Pratt & Whitney is also holding discussions with five Indian companies to form joint ventures for manufacturing engine parts in India. One of these joint ventures could be announced sometime next week, said  Vivek Saxena, country manager, Pratt & Whitney.

The company plans to double the headcount at it's sourcing office in Bangalore to about 80 people in three years. It's local sourcing of components and engineering services will increase 10-fold by 2014, to around $150-200 million a year from the current $15 million.

Pratt & Whitney is also exploring partnership opportunities with L&T, the Tata Group and other companies. The company is working with it's suppliers in India to bring them up to the required quality standards.

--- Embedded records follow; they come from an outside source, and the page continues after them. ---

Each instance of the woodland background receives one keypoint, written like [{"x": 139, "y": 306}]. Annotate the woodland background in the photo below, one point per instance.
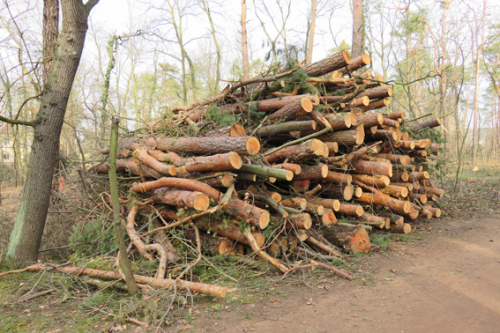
[{"x": 443, "y": 58}]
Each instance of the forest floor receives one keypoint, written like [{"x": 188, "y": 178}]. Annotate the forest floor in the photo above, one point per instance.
[{"x": 443, "y": 277}]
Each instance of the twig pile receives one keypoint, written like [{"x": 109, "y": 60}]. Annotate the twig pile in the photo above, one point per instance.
[{"x": 305, "y": 148}]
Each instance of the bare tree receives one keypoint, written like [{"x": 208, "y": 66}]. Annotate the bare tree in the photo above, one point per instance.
[
  {"x": 357, "y": 29},
  {"x": 26, "y": 236},
  {"x": 478, "y": 45},
  {"x": 244, "y": 42},
  {"x": 312, "y": 27}
]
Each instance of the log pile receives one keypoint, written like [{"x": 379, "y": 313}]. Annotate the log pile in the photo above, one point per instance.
[{"x": 311, "y": 164}]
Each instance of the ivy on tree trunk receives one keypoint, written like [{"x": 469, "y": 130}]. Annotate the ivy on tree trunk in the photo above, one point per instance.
[{"x": 26, "y": 236}]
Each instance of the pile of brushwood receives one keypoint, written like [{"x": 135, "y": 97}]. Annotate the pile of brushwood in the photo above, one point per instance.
[{"x": 299, "y": 166}]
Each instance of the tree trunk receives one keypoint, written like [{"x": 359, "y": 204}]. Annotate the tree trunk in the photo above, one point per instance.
[
  {"x": 328, "y": 64},
  {"x": 373, "y": 168},
  {"x": 357, "y": 63},
  {"x": 287, "y": 127},
  {"x": 304, "y": 151},
  {"x": 312, "y": 26},
  {"x": 184, "y": 199},
  {"x": 243, "y": 145},
  {"x": 297, "y": 108},
  {"x": 244, "y": 39},
  {"x": 357, "y": 29},
  {"x": 26, "y": 236},
  {"x": 50, "y": 34}
]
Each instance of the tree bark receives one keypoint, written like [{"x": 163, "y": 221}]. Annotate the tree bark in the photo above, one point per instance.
[
  {"x": 297, "y": 108},
  {"x": 50, "y": 34},
  {"x": 113, "y": 184},
  {"x": 243, "y": 145},
  {"x": 357, "y": 29},
  {"x": 357, "y": 63},
  {"x": 287, "y": 127},
  {"x": 26, "y": 236},
  {"x": 312, "y": 26},
  {"x": 244, "y": 42},
  {"x": 328, "y": 64},
  {"x": 373, "y": 168},
  {"x": 304, "y": 151}
]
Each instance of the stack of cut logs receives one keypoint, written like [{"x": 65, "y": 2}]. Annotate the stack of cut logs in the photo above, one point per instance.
[{"x": 321, "y": 167}]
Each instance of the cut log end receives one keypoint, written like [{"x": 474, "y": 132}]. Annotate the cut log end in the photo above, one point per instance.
[
  {"x": 306, "y": 104},
  {"x": 259, "y": 238},
  {"x": 360, "y": 241},
  {"x": 348, "y": 192},
  {"x": 336, "y": 205},
  {"x": 236, "y": 161},
  {"x": 360, "y": 211},
  {"x": 201, "y": 202},
  {"x": 403, "y": 228},
  {"x": 366, "y": 59},
  {"x": 347, "y": 57},
  {"x": 227, "y": 180},
  {"x": 360, "y": 138},
  {"x": 264, "y": 219},
  {"x": 324, "y": 171},
  {"x": 348, "y": 120},
  {"x": 253, "y": 146},
  {"x": 317, "y": 147},
  {"x": 237, "y": 130},
  {"x": 407, "y": 207},
  {"x": 225, "y": 246}
]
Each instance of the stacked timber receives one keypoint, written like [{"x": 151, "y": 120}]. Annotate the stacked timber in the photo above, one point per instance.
[{"x": 311, "y": 155}]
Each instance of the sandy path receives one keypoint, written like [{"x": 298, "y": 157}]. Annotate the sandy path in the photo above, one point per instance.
[{"x": 447, "y": 282}]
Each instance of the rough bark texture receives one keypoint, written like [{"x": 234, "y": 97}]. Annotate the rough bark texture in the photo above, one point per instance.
[
  {"x": 311, "y": 148},
  {"x": 344, "y": 138},
  {"x": 184, "y": 199},
  {"x": 115, "y": 198},
  {"x": 377, "y": 93},
  {"x": 380, "y": 199},
  {"x": 294, "y": 110},
  {"x": 234, "y": 130},
  {"x": 243, "y": 145},
  {"x": 356, "y": 63},
  {"x": 187, "y": 184},
  {"x": 328, "y": 64},
  {"x": 231, "y": 231},
  {"x": 333, "y": 204},
  {"x": 311, "y": 32},
  {"x": 357, "y": 29},
  {"x": 338, "y": 178},
  {"x": 244, "y": 43},
  {"x": 50, "y": 34},
  {"x": 287, "y": 127},
  {"x": 26, "y": 236},
  {"x": 374, "y": 168},
  {"x": 373, "y": 180},
  {"x": 156, "y": 283}
]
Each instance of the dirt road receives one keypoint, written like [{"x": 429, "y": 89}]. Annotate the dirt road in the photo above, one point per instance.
[{"x": 449, "y": 281}]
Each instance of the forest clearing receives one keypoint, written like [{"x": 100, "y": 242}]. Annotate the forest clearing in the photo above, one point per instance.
[{"x": 205, "y": 204}]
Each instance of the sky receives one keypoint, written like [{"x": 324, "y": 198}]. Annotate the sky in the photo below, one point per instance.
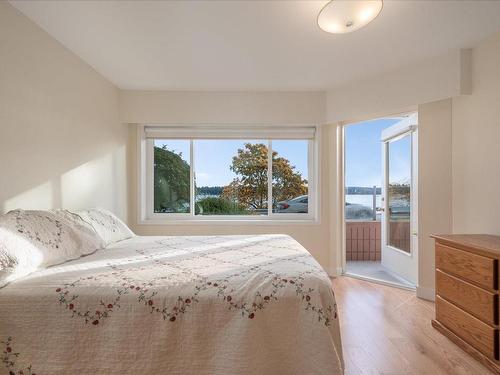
[
  {"x": 363, "y": 153},
  {"x": 212, "y": 158}
]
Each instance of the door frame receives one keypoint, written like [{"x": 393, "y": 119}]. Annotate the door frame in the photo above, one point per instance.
[
  {"x": 395, "y": 257},
  {"x": 340, "y": 228}
]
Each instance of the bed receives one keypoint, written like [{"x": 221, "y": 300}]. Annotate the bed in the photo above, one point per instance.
[{"x": 175, "y": 305}]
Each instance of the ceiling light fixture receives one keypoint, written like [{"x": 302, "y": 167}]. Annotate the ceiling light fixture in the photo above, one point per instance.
[{"x": 345, "y": 16}]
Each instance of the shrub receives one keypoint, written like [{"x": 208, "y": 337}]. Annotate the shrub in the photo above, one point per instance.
[{"x": 218, "y": 206}]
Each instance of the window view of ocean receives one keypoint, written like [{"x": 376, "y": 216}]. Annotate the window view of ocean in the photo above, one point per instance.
[{"x": 365, "y": 200}]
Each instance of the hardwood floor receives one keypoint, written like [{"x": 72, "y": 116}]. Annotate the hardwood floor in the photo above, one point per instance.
[{"x": 387, "y": 330}]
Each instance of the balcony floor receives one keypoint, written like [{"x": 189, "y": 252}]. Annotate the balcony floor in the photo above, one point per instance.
[{"x": 375, "y": 270}]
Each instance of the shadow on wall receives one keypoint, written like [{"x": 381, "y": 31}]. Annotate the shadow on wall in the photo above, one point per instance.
[{"x": 99, "y": 182}]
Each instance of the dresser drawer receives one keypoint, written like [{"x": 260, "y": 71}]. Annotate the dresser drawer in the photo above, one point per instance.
[
  {"x": 477, "y": 269},
  {"x": 475, "y": 332},
  {"x": 476, "y": 301}
]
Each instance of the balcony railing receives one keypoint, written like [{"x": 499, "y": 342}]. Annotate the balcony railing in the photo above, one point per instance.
[{"x": 363, "y": 240}]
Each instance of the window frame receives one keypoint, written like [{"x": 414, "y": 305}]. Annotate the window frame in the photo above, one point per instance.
[{"x": 145, "y": 169}]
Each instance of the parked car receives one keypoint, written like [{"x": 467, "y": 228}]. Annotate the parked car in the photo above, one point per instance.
[
  {"x": 294, "y": 205},
  {"x": 354, "y": 211}
]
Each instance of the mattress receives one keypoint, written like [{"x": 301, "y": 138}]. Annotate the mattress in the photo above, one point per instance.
[{"x": 175, "y": 305}]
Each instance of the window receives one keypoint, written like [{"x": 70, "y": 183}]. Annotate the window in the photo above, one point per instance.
[{"x": 227, "y": 174}]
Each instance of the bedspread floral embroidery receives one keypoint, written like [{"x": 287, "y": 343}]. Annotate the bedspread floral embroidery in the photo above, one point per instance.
[
  {"x": 147, "y": 292},
  {"x": 10, "y": 358}
]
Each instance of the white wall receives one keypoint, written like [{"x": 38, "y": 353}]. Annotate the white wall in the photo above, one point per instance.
[
  {"x": 222, "y": 107},
  {"x": 235, "y": 108},
  {"x": 400, "y": 90},
  {"x": 434, "y": 186},
  {"x": 476, "y": 145},
  {"x": 61, "y": 141}
]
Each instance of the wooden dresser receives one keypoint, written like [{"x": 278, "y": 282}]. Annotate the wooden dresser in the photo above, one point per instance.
[{"x": 467, "y": 294}]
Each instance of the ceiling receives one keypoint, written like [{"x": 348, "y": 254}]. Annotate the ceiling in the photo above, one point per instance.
[{"x": 253, "y": 45}]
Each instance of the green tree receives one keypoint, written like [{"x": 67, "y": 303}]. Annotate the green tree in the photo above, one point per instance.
[
  {"x": 171, "y": 181},
  {"x": 218, "y": 206},
  {"x": 249, "y": 188}
]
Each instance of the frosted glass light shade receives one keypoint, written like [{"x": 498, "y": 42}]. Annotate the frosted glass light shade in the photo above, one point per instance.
[{"x": 345, "y": 16}]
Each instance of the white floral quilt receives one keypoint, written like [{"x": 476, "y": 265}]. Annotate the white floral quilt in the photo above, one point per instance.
[{"x": 175, "y": 305}]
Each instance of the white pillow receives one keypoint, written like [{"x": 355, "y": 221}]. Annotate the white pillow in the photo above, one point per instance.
[
  {"x": 30, "y": 240},
  {"x": 107, "y": 225}
]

Boeing Company and the Indian Air Force reached preliminary agreement on the purchase of 10 C-17 Globemaster III military transport aircraft, and are now in the process of finalizing the details of the sale. The preliminary agreement represents the purchase of approximately 45 engines for Pratt & Whitney.

Pratt & Whitney's F117 engine, powering the Boeing C-17 Globemaster III airlifter, recently exceeded 8 million engine flight hours. "This landmark milestone is a testament to the efficiency of the F117 engine," said Bev Deachin, vice president, Military Programs and Customer Support, Pratt & Whitney.

The C-17 Globemaster III – the world's premier heavy airlifter – is operated by four F117 engines.  The F117-PW-100 first entered service in 1993 and is a derivative of Pratt & Whitney's PW2037 commercial engine powering the Boeing 757. Pratt & Whitney has delivered more than 1,050 F117 engines worldwide, including 82 with international customers.

According to reports, General Electric and Rolls-Royce have proposed an alternate engine for the aircraft.

United Technologies's Sikorsky Aircraft Corp expects Indian demand for helicopters to reach $21.4 billion in the next 20 years. "The market may become the world’s largest in terms of unit sales," said Steve Estill, vice president of strategic partnerships.